Pour la première fois, une étude documente les différences entre les cerveaux de personnes ayant grandi en parlant des langues maternelles différentes. Dans le cadre de ces travaux, des scientifiques de l’Institut Max-Planck de neurologie et des sciences cognitives (Allemagne) ont analysé "les connexions de la matière blanche du cerveau du réseau de production du langage et de la parole". Pour les besoins des travaux, ils ont demandé à 94 personnes dont la langue maternelle est l'allemand ou l'arabe de réaliser des scanners cérébraux, qu’ils ont ensuite comparé.

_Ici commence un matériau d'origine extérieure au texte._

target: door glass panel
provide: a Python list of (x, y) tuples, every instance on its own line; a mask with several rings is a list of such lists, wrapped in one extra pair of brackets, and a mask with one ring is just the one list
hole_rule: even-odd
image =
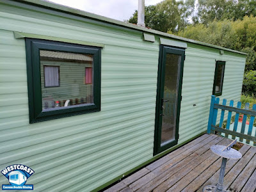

Le réseau linguistique est modulé par les exigences de traitement de la langue maternelle
D’après les résultats, publiés dans la revue NeuroImage, la langue que nous apprenons et parlons en grandissant module le câblage de notre cerveau. Les images à haute résolution ont permis de déduire la connectivité entre les zones cérébrales à l'aide d'une technique appelée "imagerie pondérée en diffusion". L’étude a révélé que les connexions axonales de la matière blanche du réseau linguistique s'adaptaient aux exigences et aux difficultés de traitement de la langue maternelle.
Cerveau : une connectivité plus forte mais différente en fonction de la langue maternelle
"Nous avons démontré que les locuteurs natifs allemands présentaient une connectivité plus forte dans un réseau linguistique dorsal intra-hémisphérique frontal à pariétal/temporal", ont expliqué les auteurs. Selon eux, leurs résultats peuvent être liés au traitement syntaxique complexe de l'allemand, qui est dû à l'ordre des mots et à une plus grande distance de dépendance entre les éléments de la phrase. "En comparaison, les locuteurs natifs arabes présentaient une connectivité plus forte dans les connexions entre les régions sémantiques du langage, y compris le réseau temporo-pariétal gauche", ont-ils ajouté.
La connectivité cérébrale influence le raisonnement cognitif
L’équipe a rappelé que la connectivité cérébrale était modulée par l'apprentissage et l'environnement pendant l'enfance, ce qui influence le traitement et le raisonnement cognitif dans le cerveau des adultes. "Notre étude apporte de nouvelles informations sur la manière dont le cerveau s'adapte aux exigences cognitives, c'est-à-dire que le connectome structurel du langage est façonné par la langue maternelle", a conclu Alfred Anwander, auteur de l’étude, dans un communiqué. Dans de futures recherches, les chercheurs analyseront les changements structurels dans le cerveau d'adultes arabophones qui apprennent l'allemand sur une période de six mois.